Font Size:

Its petals were as black as night, veins of silver pulsing beneath their surface. It glowed from within, alive and defiant, its light burning against the shadows that recoiled from its presence.

The shadows surged, their voices driving through my skull like hooks dragged through flesh.

“The Noctyss must not touch you, Lazarus. Do not open it. Do not breathe it. Do not let it graze your skin. You will be undone. Give it to Amara. She must take the petals. Pluck only a few. Steep them quickly. A brew will be enough. Make him drink. Spill it on him. However, it reaches his flesh—it will neutralize his power.”

My breath came shallow, ragged. My hands trembled as I lifted the glass dome. Even through the barrier, the flower pulsed—alive, sentient, breathing in time with the room. The air around it shimmered, thick with quiet dread.

And it wasn’t alone.

Dozens of vials ringed its pedestal, their contents glimmering in the torchlight—oils, powders, and fluids sealed in crystal and wax. Each one pulsed, faint and rhythmic, like captured heartbeats. Gold, black, and silver writhed together behind the glass, trapped and hungry. The sight churned my stomach.

“What are these?” I breathed, unable to stop staring.

The shadows hissed back, their voices low and dripping with disgust.

“This is what he did with his sacrifices. He forced the flower down their throats. Watched them choke. Watched them melt—skin, bone, soul. Then he bottled what was left. Their ruin. Their agony. Their screams, sealed forever in glass.”

I clenched my fists until my nails cut flesh. Bile rose hot in my throat.

“He kept them,” I whispered. “Not as weapons. Not as tools. Trophies of the horror he made.”

I dragged a breath into my chest, trying to steady the shake in it.

“Amara,” I called, voice rough, hollow. “I found the flower.”

She turned from a shelf crowded with jars and came quickly to my side. Her eyes widened as I lifted the dome into the light.

Inside, the Noctyss unfurled, petals as black as void, veined in molten silver. It moved as if alive, folding and blooming in rhythm with some hidden, ancient pulse. The light it shed was ghostly, more absence than illumination.

Amara’s breath caught. Awe softened her bruises for an instant.

“It’s… beautiful,” she whispered.

My chest tightened. Beautiful. Yes. And lethal.
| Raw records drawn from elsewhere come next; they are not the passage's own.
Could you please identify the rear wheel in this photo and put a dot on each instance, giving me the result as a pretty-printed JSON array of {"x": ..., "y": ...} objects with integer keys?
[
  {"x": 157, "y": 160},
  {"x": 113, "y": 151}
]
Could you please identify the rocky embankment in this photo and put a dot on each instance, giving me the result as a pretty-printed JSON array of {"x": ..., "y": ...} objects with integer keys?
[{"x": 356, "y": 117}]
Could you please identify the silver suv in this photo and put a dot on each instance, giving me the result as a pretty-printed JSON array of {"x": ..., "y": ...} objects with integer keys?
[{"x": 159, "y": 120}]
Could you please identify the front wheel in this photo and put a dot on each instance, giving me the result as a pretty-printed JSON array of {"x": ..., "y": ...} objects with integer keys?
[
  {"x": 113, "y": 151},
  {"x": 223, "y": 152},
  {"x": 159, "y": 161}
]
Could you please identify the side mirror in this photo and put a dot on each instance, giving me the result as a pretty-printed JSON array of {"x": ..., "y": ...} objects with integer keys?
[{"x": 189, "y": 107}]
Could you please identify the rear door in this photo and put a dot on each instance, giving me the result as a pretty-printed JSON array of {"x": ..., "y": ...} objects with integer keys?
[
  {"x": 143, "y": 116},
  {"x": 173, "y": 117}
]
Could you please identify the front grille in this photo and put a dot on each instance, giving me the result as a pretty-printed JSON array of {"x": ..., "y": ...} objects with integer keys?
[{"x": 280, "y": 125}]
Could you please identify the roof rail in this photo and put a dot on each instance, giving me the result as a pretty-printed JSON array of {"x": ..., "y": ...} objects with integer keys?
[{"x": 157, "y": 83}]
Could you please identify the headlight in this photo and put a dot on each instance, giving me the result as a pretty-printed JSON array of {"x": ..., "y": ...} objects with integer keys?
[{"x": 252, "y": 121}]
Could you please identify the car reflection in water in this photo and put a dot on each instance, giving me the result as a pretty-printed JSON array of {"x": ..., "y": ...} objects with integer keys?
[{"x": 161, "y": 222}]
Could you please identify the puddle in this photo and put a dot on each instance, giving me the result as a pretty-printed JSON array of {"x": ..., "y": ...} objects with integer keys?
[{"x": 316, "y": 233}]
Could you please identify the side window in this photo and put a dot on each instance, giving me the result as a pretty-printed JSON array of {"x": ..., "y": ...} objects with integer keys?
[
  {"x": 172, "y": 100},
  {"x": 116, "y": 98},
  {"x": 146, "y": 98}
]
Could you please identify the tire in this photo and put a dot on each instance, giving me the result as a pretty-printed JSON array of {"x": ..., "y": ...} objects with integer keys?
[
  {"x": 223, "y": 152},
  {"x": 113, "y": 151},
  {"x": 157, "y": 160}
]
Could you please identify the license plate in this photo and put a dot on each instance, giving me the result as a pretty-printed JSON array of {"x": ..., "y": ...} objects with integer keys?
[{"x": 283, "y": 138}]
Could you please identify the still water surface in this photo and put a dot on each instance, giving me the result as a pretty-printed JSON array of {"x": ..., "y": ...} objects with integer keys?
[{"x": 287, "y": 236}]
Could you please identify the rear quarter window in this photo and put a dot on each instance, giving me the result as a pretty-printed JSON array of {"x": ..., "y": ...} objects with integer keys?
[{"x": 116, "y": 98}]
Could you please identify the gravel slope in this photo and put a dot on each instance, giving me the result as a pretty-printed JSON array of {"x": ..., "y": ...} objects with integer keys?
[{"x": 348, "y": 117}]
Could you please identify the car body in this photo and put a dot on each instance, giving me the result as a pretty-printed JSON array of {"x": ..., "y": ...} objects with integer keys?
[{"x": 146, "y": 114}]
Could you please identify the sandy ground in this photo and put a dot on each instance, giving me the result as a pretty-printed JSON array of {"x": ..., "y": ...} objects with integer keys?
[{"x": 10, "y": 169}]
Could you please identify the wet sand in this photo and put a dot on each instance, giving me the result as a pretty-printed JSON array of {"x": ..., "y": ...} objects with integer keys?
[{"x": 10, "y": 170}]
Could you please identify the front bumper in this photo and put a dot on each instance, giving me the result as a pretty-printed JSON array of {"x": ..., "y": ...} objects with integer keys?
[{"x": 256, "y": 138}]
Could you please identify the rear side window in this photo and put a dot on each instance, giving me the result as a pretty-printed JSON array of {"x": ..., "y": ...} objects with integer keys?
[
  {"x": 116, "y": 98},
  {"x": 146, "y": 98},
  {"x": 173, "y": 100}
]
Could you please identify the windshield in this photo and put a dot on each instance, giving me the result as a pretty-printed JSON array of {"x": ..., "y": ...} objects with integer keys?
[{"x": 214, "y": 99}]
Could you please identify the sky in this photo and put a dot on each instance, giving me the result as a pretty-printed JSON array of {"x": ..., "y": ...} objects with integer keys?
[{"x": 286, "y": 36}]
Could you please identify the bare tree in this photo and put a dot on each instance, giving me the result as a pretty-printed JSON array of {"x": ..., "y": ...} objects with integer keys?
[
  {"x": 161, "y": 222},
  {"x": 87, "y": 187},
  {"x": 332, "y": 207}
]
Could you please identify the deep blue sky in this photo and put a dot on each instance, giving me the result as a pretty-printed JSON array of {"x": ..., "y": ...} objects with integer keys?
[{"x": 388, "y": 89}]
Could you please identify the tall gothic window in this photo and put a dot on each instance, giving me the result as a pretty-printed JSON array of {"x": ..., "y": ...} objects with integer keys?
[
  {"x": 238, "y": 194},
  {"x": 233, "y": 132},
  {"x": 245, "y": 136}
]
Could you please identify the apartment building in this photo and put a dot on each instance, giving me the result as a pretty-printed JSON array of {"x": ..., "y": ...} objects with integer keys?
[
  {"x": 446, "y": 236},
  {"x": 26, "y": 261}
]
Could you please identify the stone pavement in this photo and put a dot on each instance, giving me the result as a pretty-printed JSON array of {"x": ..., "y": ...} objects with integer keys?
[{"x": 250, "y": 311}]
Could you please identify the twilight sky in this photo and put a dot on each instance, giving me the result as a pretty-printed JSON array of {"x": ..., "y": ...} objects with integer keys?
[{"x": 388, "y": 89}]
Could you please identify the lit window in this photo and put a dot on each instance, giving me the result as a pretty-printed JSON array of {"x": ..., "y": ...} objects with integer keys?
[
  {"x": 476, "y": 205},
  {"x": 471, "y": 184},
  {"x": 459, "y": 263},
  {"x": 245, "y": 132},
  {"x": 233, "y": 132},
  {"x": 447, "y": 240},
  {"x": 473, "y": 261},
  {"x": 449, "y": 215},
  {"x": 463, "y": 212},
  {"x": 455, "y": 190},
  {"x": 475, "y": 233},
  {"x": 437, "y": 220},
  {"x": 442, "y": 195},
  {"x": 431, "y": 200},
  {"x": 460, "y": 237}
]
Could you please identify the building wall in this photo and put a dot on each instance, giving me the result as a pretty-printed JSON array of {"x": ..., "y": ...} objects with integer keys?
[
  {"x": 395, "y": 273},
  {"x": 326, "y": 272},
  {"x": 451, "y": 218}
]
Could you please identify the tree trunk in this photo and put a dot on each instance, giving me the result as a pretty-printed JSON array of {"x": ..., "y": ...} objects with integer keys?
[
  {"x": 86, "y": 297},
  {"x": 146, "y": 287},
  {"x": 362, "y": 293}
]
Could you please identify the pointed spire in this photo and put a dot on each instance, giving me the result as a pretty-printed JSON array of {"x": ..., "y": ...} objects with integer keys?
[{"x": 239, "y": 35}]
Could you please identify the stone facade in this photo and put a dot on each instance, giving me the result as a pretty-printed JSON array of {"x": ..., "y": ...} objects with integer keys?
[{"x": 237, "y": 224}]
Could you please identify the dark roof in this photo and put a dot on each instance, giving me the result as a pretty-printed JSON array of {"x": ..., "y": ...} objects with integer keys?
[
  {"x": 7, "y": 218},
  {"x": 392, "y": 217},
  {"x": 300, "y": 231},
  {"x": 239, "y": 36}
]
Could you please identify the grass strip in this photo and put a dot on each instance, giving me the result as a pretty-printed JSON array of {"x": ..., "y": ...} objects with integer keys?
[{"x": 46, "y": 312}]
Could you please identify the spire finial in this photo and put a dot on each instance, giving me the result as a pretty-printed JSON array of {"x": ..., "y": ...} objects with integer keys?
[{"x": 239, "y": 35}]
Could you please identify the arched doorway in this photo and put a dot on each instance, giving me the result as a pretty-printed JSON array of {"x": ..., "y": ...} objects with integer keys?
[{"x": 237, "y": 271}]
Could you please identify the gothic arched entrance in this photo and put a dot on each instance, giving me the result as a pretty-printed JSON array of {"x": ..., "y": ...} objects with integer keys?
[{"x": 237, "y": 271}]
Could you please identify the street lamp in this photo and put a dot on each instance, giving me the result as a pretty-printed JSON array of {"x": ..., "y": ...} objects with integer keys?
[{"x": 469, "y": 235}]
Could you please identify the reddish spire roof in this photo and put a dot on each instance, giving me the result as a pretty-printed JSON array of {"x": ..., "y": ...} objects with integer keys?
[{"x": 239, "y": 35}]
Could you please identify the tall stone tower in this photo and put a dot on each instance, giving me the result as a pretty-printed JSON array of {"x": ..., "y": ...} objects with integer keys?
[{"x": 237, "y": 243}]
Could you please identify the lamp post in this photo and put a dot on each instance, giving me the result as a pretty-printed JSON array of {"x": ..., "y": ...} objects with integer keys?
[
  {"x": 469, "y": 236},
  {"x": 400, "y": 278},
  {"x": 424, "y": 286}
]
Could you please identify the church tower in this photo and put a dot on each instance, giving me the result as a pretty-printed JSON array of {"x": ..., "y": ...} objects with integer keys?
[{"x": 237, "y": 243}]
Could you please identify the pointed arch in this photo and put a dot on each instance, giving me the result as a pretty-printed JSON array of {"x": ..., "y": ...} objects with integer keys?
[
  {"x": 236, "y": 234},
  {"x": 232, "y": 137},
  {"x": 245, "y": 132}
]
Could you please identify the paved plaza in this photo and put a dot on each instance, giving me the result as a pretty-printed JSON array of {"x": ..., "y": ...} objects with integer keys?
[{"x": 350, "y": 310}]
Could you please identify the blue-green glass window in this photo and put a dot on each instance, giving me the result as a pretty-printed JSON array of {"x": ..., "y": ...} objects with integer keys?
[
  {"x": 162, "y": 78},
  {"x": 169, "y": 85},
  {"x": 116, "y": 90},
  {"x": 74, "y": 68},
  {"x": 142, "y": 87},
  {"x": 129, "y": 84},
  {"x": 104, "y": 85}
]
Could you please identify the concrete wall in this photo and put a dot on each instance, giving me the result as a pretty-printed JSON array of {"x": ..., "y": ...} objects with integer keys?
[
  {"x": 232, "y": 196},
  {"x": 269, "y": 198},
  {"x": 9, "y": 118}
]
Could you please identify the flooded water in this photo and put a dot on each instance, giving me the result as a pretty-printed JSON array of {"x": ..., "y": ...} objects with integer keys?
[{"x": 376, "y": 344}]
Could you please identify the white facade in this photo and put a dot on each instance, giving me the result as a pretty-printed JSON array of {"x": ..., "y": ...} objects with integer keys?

The kind of beauty that begged to be worshiped before it destroyed you.

“I need you to brew it,” I said, forcing steadiness into my voice. “A strong tea—just a few petals. That will be enough.”

“I know how,” she said quickly. But then her eyes darkened. “But not here. I need to do this in my healer’s room.”

“No.” The word cracked from me like breaking stone. “It’s too dangerous to move it. Severen could return at any moment.”

She hesitated—then slowly lifted her hand and pointed upward.

I followed her gaze.

Above us, half-hidden behind the velvet canopy, a narrow shaft split the ceiling. The opening cut clean through the stone, its edges jagged, breathing out a cold draft that smelled of rot and old incense.

Her voice broke with anger and shame when she spoke.

“That’s how he caught me,” she whispered. “I was spying on him through the opening—from my healer’s room. After the guards took you and Salvatore away, I went back. I wanted to find my father’s tome and free him. So, I climbed down the passage and hid inside his chamber.”

Her throat tightened, her gaze falling to the stone floor.

“I thought if I searched long enough, I might find my father’s book,” she said, her voice low and shaking. “But then Severen found me. He chained me to his bed. When I defied him—when I fought him—that’s when he beat me.”

Her voice quavered, but she did not lower her eyes. She met my gaze, fierce through the tremor in her breath.

“Through that passage,” she said, pointing upward, “I can climb back and finish it where it’s safe.”